Analysis of the Feeding and Exchange Currents Generated by the Cassiopea Jellyfish with Changing Bell-Diameters in the Absence of Background Flow

Matt Takyi-Micah


The objective of this study was to quantify the feeding and exchange currents generated by Cassiopea jellyfish under changing organismal size and background flow. Patchy aggregations of Cassiopea medusa, commonly referred to as the “upside-down” jellyfish, are seen in sheltered marine environments such as mangrove forests and coral reefs in shallow regions saturated with sunlight. They exhibit a sessile, non-swimming lifestyle, and are oriented such that their bells are attached to the substrate and oral arms directed toward the free surface. Pulsations of their bells drive flow toward and away from the body, assisting in filter feeding and for exchange of inorganic and organic matter across the water column. While several studies have examined the basic functional morphology and fluid interaction in individual Cassiopea, the effects of body size and background flow on currents generated by these medusa are unclear. We investigate the effects of body size and background flow on currents generated using three experimental approaches. Bell pulsation kinematics was quantified from digitized videos. Fluorescein dye introduced underneath the substrate via gravity feed was used to investigate release of pore water via bell motion. Quantitative flow visualization studies of Cassiopea currents were conducted using 2D high-speed particle image velocimetry (PIV).
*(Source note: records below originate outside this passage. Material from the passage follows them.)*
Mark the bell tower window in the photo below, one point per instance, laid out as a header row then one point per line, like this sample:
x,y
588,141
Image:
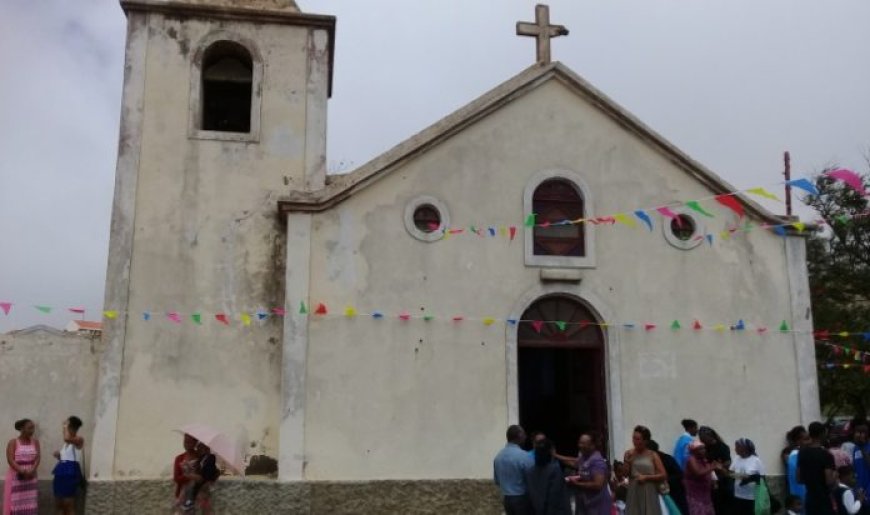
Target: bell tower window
x,y
227,81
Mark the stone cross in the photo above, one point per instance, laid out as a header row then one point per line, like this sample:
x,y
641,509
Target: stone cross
x,y
542,30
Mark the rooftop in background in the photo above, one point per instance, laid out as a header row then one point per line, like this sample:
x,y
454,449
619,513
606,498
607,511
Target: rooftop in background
x,y
84,326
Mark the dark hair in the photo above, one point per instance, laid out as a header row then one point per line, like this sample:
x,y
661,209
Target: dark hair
x,y
543,452
513,432
792,500
709,431
597,439
817,430
794,434
644,432
75,423
845,470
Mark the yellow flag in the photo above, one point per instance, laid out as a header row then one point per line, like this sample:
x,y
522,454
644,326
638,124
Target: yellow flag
x,y
761,192
625,219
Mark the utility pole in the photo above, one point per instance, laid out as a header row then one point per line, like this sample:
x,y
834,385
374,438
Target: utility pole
x,y
787,173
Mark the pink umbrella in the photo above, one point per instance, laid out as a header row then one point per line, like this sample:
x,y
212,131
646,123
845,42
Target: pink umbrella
x,y
219,444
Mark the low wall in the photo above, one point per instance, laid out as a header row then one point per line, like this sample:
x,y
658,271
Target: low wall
x,y
46,376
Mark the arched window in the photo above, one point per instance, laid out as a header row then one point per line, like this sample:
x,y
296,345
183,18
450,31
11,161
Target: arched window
x,y
554,201
227,86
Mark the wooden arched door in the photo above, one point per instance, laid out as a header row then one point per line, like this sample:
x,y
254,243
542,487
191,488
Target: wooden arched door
x,y
561,371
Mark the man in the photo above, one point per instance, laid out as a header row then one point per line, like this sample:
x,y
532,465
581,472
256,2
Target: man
x,y
509,468
816,471
681,448
861,457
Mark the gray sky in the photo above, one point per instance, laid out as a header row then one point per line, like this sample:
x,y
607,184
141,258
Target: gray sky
x,y
731,82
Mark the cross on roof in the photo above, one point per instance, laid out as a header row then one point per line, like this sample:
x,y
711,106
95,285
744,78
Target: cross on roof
x,y
542,30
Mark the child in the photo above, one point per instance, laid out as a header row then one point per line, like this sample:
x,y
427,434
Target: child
x,y
202,470
793,505
847,501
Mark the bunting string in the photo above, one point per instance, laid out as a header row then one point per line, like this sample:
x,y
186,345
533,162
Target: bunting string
x,y
321,310
635,217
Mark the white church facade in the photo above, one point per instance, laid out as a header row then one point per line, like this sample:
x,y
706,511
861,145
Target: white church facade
x,y
407,311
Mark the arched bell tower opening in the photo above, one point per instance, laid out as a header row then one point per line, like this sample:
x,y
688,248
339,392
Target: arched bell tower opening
x,y
561,371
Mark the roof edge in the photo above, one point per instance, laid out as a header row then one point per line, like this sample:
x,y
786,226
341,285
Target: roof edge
x,y
223,12
344,186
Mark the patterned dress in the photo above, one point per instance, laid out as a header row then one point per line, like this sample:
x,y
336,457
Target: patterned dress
x,y
20,495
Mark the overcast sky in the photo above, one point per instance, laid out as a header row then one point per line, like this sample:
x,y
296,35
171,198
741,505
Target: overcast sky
x,y
733,83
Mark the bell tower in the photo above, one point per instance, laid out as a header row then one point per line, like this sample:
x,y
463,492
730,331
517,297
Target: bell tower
x,y
223,111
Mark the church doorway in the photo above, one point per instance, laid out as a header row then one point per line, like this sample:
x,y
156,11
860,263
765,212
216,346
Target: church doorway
x,y
561,375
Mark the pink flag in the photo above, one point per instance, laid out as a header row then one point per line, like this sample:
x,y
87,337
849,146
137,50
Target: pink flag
x,y
666,211
731,203
850,178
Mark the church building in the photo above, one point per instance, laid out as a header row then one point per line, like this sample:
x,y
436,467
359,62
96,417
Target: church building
x,y
540,256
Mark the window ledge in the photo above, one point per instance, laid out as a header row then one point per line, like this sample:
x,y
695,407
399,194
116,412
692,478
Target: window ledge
x,y
245,137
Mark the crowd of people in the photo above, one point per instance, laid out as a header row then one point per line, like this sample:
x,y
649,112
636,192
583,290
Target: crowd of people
x,y
23,454
700,477
194,470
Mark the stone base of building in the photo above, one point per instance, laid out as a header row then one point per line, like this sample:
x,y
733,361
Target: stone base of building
x,y
145,497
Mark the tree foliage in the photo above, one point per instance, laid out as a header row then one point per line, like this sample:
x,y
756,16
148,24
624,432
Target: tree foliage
x,y
838,258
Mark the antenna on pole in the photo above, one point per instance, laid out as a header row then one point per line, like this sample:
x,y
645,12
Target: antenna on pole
x,y
787,173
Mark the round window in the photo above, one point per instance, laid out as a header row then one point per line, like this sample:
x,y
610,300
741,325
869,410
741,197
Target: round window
x,y
683,231
683,227
427,218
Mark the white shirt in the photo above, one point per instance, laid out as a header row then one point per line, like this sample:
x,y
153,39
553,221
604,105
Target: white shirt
x,y
746,467
852,506
69,453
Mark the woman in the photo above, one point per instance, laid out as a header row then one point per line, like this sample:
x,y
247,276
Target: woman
x,y
645,472
591,479
747,470
545,483
698,479
20,487
68,471
718,452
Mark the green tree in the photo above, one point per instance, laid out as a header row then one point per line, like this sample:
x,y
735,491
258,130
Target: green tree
x,y
838,258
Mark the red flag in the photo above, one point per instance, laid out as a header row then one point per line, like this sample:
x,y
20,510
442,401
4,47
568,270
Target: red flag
x,y
731,203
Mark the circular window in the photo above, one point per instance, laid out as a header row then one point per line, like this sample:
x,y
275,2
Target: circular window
x,y
683,227
426,218
684,231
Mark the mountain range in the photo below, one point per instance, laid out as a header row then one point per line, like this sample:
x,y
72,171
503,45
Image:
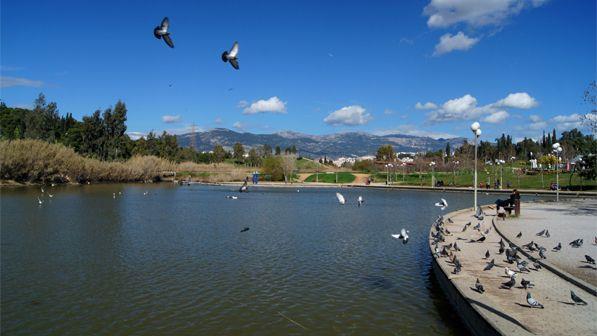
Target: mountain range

The medusas were introduced in a low-speed recirculating water tunnel to replicate the background flows observed in Cassiopea sp. natural environment. The results of the study suggest an inverse dependence of bell diameter on pulsing frequencies and peak induced jet velocities. Vertical mixing of medusa-induced jets were observed in the presence of background flow. The implications of the study findings on organism-induced mixing in only quiescent flow will be discussed.